Prêches musulmans à l'école primaire laïque française

Prêches musulmans à l’école primaire laïque française

04/03/2015 – PARIS (NOVOpress)
Dans un article du JDD paru le premier mars 2015, un rapport confidentiel fait part d’un prosélytisme musulman dans les écoles primaires. C’est par l’enseignement de l’arabe que se transmet une morale musulmane, somme toute très peu républicaine. L’école primaire laïque française se voit lieu de « catéchisme » islamique.

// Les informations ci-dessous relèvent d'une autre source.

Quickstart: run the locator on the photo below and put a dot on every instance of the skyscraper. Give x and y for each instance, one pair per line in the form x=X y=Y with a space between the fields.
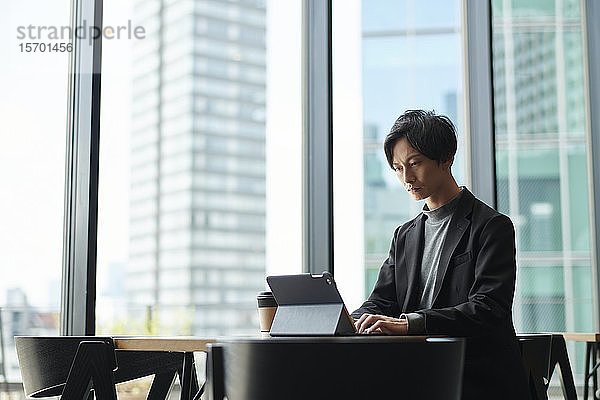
x=197 y=208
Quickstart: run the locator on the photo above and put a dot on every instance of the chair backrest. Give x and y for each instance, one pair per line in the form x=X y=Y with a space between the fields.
x=536 y=351
x=45 y=362
x=336 y=368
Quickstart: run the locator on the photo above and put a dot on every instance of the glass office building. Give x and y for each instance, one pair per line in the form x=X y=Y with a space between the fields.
x=542 y=152
x=197 y=200
x=412 y=58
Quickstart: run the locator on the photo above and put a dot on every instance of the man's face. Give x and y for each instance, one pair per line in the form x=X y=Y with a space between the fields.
x=421 y=176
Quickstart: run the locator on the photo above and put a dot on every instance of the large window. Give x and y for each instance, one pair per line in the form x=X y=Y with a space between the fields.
x=542 y=150
x=388 y=57
x=33 y=123
x=200 y=189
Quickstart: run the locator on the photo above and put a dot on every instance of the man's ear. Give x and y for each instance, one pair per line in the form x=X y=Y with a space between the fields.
x=448 y=163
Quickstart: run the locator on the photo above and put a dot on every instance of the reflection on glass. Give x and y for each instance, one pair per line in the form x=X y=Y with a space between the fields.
x=33 y=115
x=541 y=159
x=411 y=59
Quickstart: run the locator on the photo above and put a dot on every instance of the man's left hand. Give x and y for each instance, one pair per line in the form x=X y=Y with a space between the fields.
x=371 y=323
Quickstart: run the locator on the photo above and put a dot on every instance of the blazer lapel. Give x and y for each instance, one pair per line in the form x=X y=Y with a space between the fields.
x=413 y=249
x=458 y=226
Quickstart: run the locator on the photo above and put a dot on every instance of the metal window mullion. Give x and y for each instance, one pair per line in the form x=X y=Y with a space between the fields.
x=317 y=138
x=479 y=104
x=592 y=30
x=81 y=186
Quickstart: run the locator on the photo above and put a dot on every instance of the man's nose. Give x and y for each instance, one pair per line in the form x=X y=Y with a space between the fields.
x=408 y=177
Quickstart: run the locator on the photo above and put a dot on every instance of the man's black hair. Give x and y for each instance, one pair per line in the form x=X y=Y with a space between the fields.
x=432 y=135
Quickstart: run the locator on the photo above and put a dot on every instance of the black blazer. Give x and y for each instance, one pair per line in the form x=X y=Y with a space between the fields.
x=473 y=294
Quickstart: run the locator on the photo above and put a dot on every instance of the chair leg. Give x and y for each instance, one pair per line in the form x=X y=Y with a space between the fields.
x=187 y=378
x=161 y=385
x=595 y=370
x=559 y=355
x=586 y=378
x=92 y=364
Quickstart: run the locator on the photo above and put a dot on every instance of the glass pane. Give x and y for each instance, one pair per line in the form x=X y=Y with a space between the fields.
x=542 y=160
x=33 y=111
x=200 y=173
x=388 y=57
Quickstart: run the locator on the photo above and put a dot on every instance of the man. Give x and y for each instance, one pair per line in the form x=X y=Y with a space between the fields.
x=451 y=270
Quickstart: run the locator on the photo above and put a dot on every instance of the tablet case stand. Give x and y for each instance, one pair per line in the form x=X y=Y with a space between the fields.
x=311 y=319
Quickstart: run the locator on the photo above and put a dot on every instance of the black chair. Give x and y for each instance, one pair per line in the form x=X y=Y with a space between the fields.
x=541 y=354
x=336 y=368
x=73 y=366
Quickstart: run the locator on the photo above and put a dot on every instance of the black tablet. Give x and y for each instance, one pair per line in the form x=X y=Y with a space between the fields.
x=309 y=305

Dans les années 1970, lorsqu’ils ont été créés, les Elco(enseignements des langues et cultures d’origine) avaient pour but de maintenir chez les enfants des travailleurs immigrés un niveau de langue et culture du pays dont étaient originaires leurs parents dans la perspective d’un retour chez eux. Cette politique s’est métamorphosée en une directive européenne en 1977. Il s’agissait ensuite de permettre aux enfants qui se déplaçaient à travers les pays européens au gré du travail de leurs parents de conserver des liens avec leur terre natale. Mais le contexte aujourd’hui est tout autre, la plupart des enfants concernés par les Elco sont français. Les neuf pays signataires d’un accord avec la France sont l’Algérie, la Croatie, l’Espagne, l’Italie, le Maroc, le Portugal, la Serbie, la Tunisie et la Turquie. Et cet enseignement n’est plus dans une logique de remigration depuis près de 40 ans. Mais, dans celle de l’implantation d’une culture étrangère sur le sol français au nom du droit à la différence.

Il y a la crainte chez les rapporteurs que les Elco deviennent des prêches islamiques. Les auteurs sont en effet surpris « du contenu du guide de l’enseignant édité en 2010 par le ministère de l’Éducation turc et en usage auprès de certains enseignants de langue et culture d’origine. « Ainsi le chapitre V de cet ouvrage intitulé « Foi, islam et morale » insiste sur l’importance de croire en Allah, un des principes de la foi, et sur la nécessaire acquisition par les élèves d’une bonne connaissance de la vie du prophète Mahomet dont l’importance doit être mise en valeur. »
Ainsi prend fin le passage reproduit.